NEW YORK (AP) — The price of oil rose above $105 a barrel Friday as positive economic news from China outweighed expectations that the U.S. Federal Reserve would soon start withdrawing its bond-buying program.
Benchmark crude for September delivery was up $1.84 to $105.25 per barrel in morning trading on the New York Mercantile Exchange. Oil fell $3.54 a barrel over the first four days of the week.
Meanwhile, U.S. drivers are paying a nickel less on average at the gas pump than they were a week ago. The national average for a gallon of gasoline fell a penny overnight to $3.58. That's the lowest average price since July 13.
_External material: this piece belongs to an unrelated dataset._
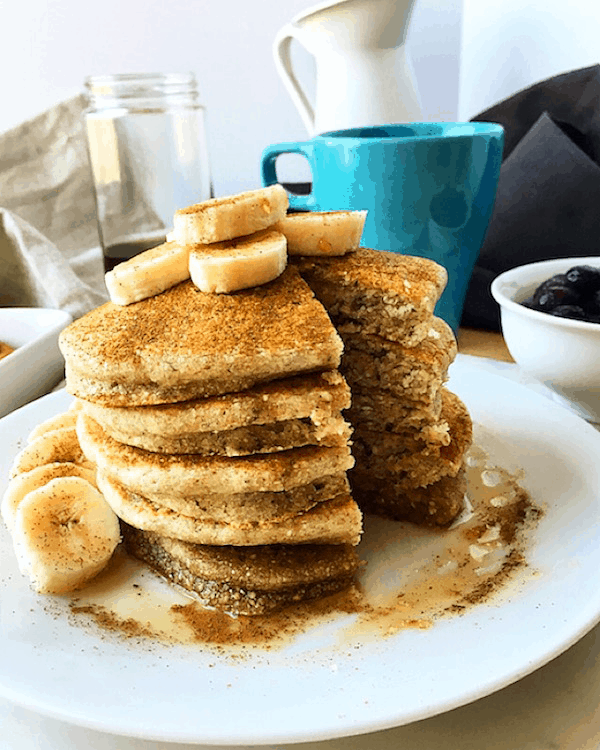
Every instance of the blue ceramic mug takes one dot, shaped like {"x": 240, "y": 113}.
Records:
{"x": 429, "y": 190}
China, the world's No. 2 economy after the United States, reported Friday that July's producer prices — the price of goods as they leave factories — fell less rapidly than a year earlier, a sign that demand may be improving. The official Xinhua News Agency said retail sales grew 13.2 percent in July from a year earlier, slightly down from June. Industrial production grew 9.7 percent, up from June's 8.9 percent and the highest year-on-year growth in five months.
Even with Friday's gain, speculation still overhangs the market that the Fed will start phasing out measures that have kept long-term interest rates at record low levels.
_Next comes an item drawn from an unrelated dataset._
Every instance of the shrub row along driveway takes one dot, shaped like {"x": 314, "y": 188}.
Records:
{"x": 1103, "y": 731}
The Fed's policies have sparked investment in riskier assets such as stocks and oil. But comments from Fed officials this week indicate the central bank may be ready to begin reducing its monthly purchases of $85 billion in bonds as soon as September.
"Until some clarity is seen next month with the Fed policy meeting, the market will continue to zig and zag off of latest comments from some of the Fed membership," wrote Jim Ritterbusch, president of energy consultancy Ritterbusch and Associates, in a note to clients.
Brent crude, traded on the ICE Futures exchange in London, rose 59 cents to $107.26 a barrel.
In other energy futures trading on Nymex:
— Heating oil rose 1 cent to $2.96 a gallon.
— Natural gas rose 2 cents to $3.32 per 1,000 cubic feet.
— Wholesale gasoline rose 2 cents to $2.88 a gallon.